The US publishes the daily cashflow of the Federal government, including outstanding debt. Total outstanding debt on the 12th May 2011 was $14,256 Billion, only $40 Billion short of the limit. Today (Monday 16th May 2011) the US meets a $75 Billion Treasury Bond maturity, thereby officially breaching the debt limit. Treasury Secretary, Tim Geithner, says that with a bit of juggling they can make it last until August. Geithner announced that he will suspend payments to the Civil Service Retirement and Disability Fund, and the Federal Employees’ Retirement System Thrift Savings Plan until August 2nd, 2011. This will be reflected in the table above within “InterGovernmental Holdings”.

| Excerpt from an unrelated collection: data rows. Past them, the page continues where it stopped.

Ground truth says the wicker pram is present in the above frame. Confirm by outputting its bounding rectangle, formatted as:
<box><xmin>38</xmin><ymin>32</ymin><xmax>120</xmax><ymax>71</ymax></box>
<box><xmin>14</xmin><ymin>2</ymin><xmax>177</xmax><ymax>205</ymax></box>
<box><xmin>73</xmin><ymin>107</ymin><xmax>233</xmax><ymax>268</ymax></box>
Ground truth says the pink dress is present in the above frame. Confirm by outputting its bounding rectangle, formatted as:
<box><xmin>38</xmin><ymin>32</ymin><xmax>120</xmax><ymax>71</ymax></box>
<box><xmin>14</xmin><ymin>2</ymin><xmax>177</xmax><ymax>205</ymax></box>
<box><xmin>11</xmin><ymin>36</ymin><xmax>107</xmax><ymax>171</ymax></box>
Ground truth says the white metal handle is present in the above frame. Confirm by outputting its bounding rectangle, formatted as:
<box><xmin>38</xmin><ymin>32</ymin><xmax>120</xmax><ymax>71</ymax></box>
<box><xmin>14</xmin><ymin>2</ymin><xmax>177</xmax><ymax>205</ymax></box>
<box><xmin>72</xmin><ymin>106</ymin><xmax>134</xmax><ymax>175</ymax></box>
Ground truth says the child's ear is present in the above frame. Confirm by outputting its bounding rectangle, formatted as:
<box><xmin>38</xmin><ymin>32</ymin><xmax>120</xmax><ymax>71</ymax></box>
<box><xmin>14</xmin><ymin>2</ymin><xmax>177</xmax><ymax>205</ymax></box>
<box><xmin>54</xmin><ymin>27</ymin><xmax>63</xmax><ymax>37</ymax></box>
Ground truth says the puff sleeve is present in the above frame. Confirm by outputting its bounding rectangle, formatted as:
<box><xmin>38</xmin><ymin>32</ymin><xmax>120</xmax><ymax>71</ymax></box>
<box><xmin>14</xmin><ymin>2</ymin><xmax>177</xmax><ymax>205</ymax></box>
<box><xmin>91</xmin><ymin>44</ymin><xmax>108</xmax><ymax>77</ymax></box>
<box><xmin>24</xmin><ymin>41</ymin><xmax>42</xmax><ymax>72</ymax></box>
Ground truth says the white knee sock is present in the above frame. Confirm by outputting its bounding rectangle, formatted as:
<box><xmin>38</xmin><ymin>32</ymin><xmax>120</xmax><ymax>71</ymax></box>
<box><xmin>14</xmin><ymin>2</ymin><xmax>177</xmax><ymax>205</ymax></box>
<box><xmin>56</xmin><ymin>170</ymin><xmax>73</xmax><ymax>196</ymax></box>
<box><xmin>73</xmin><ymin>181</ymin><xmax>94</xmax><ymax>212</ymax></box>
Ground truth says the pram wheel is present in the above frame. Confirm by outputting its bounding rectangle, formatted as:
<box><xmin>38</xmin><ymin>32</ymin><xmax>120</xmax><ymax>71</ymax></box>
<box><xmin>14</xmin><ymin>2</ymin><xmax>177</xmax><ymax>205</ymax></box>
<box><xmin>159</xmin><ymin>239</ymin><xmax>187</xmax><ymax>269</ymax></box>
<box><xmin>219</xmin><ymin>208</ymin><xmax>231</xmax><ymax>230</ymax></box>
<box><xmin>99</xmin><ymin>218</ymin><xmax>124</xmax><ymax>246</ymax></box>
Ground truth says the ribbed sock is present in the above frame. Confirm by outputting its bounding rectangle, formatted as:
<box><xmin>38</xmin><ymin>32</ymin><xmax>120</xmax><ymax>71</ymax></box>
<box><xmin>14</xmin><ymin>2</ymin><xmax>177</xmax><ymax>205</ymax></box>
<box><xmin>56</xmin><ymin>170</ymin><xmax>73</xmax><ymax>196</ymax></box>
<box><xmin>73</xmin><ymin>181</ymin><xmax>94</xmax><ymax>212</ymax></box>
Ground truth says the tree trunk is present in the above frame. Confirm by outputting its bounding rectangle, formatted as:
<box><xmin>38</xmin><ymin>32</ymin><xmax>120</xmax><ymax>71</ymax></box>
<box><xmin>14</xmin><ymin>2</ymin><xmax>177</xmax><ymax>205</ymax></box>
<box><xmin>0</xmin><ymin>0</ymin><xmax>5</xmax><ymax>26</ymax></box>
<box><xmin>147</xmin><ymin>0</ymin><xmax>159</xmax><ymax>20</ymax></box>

It goes to show that the Democrats are prepared to push the issue to the limit to maintain its own agenda.
The limit is obviously a political constraint, where the Republicans, in a game of brinkmanship, are trying to force the Democracts into deep spending cuts.
The average monthly deficit spend is about $120 billion. April is the biggest month for revenue tax collections, with the deficit “only” being $40 Billion for the whole month.
The chances of the US defaulting on their debt is minimal. By law, interest on debt securities is paid before any other expenditure. So even if there is continuing political intrangience, if the expenses like Public Service employees’ wages or unemployment benefits are not paid, the Republicans will be the likely losers.
Tax revenue is running at 15.14% of Gross Domestic Product (GDP), but expenses are running at 24.25% of GDP. The US targets 20% of GDP as taxation revenue. Australia by comparision targets 23.5% of GDP for taxation revenue. The Republicans want expenditure cuts, but don’t want tax increases. Any expenditure cuts will be a negative for the economy trying to maintain its income.
Given that the deficit chart above, I personally think that the debt limit will be increased with minimal spending cuts, and there is probably a good chance of QE 3. Quantative Easing is only shifting long term debt to short term debt, but it will give confidence to the market.